My dancing career began with my shriek of indignity. I remember the moment vividly when my mother told me it was time to learn some “lady skills.” I had no idea what she was talking about as I jammed my hands in my little boy Toughskins jeans. I had to wear a dress at school, but when I got home off came the dress and the Mary Janes and on went the scuffed Converse sneakers and Toughskins. Think female Huck Finn.
I was a savage who’d just been told she was registered to take tap lessons. Let me say that again… tap dancing lessons. Where you do things with your hands and feet at the same time to the beat of the music. Needless to say, it was a disaster–a first-class disaster. Under the spotlights wearing a pink dress, Mickey Mouse ears, and shiny, black tap shoes, I single-handedly ruined the dance recital.
My mother’s next idea was ballet. Another pink outfit with funny shoes. I learned three positions, then I hurt my toe and my teacher left town. I don’t think it was because of me. My mother gave up and let me take Karate lessons. I learned how to kick my brother in the balls using a reverse front kick, I’m not certain that is an actual thing, but it worked. I loved Karate.

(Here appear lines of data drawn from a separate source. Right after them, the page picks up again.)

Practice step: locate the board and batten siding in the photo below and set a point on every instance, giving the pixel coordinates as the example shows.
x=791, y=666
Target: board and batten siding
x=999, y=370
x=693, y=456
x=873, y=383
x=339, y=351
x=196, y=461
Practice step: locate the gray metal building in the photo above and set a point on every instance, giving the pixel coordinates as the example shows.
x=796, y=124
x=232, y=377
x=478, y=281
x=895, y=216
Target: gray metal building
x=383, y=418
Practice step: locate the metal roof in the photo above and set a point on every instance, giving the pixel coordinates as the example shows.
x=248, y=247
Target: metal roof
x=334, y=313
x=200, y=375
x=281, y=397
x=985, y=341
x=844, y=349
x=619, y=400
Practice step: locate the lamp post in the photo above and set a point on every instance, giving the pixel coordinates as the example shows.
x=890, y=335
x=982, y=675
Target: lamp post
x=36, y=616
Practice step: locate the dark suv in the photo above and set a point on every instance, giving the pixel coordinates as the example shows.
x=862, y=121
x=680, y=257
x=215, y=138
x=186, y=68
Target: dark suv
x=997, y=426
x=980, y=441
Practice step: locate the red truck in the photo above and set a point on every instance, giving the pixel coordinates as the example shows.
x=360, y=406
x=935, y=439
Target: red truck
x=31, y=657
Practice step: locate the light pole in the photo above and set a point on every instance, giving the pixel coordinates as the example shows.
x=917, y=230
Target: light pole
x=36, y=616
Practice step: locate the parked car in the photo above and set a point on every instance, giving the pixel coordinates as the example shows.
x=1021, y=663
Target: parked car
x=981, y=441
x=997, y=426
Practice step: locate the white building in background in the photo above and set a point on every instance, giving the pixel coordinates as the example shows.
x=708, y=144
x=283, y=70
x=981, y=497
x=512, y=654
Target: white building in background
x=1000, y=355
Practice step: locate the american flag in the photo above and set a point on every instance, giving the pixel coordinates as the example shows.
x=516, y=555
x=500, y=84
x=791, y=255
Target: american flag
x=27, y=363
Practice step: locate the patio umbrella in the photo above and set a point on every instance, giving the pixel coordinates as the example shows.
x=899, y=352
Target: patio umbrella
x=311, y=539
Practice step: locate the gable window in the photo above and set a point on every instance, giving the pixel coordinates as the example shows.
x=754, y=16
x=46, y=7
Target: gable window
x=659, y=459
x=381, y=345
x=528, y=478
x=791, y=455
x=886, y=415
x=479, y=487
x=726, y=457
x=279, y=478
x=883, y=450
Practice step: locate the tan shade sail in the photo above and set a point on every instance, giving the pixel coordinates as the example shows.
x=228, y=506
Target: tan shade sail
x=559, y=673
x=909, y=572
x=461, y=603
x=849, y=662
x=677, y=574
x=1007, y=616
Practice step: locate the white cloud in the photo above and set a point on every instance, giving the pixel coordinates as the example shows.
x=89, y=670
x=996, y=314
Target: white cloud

My next dancing lesson came along when I started going to clubs where people danced, except I couldn’t dance. My friends tried everything to teach me.
“Move your hips. You need to loosen up,” was followed by, “And swivel your knees. You have to move your feet, too.” To be followed by, “You’ve got to stop staring at your knees when you dance and swing you arms around, you’re all stiff-looking.” Needless to say I don’t dance—period. Okay, when I’m alone in the kitchen listening to music I dance, but no one can see me.
So when Em thought she could teach me how to waltz, I laughed the laugh of the all-knowing. “No, you can’t. Believe me.”
“Come on, let’s try it,” she said. “Please.”
“All right, but I’m telling you right up front, it’s impossible to teach me how to dance so don’t be disappointed.”
“Everyone can dance,” Emma said. She put out her arms and I took her hands. “Just follow me. Do what I do at the same time. We’re going to make a box.”
We made a box all right. She made her box and I made my box in the opposite direction. She stared at me. “How did you manage that?”
“It’s harder than it looks. I make it look easy,” I replied.
“Let’s try it again. Okay, one, two, three, four. Make a box. Just follow my feet.”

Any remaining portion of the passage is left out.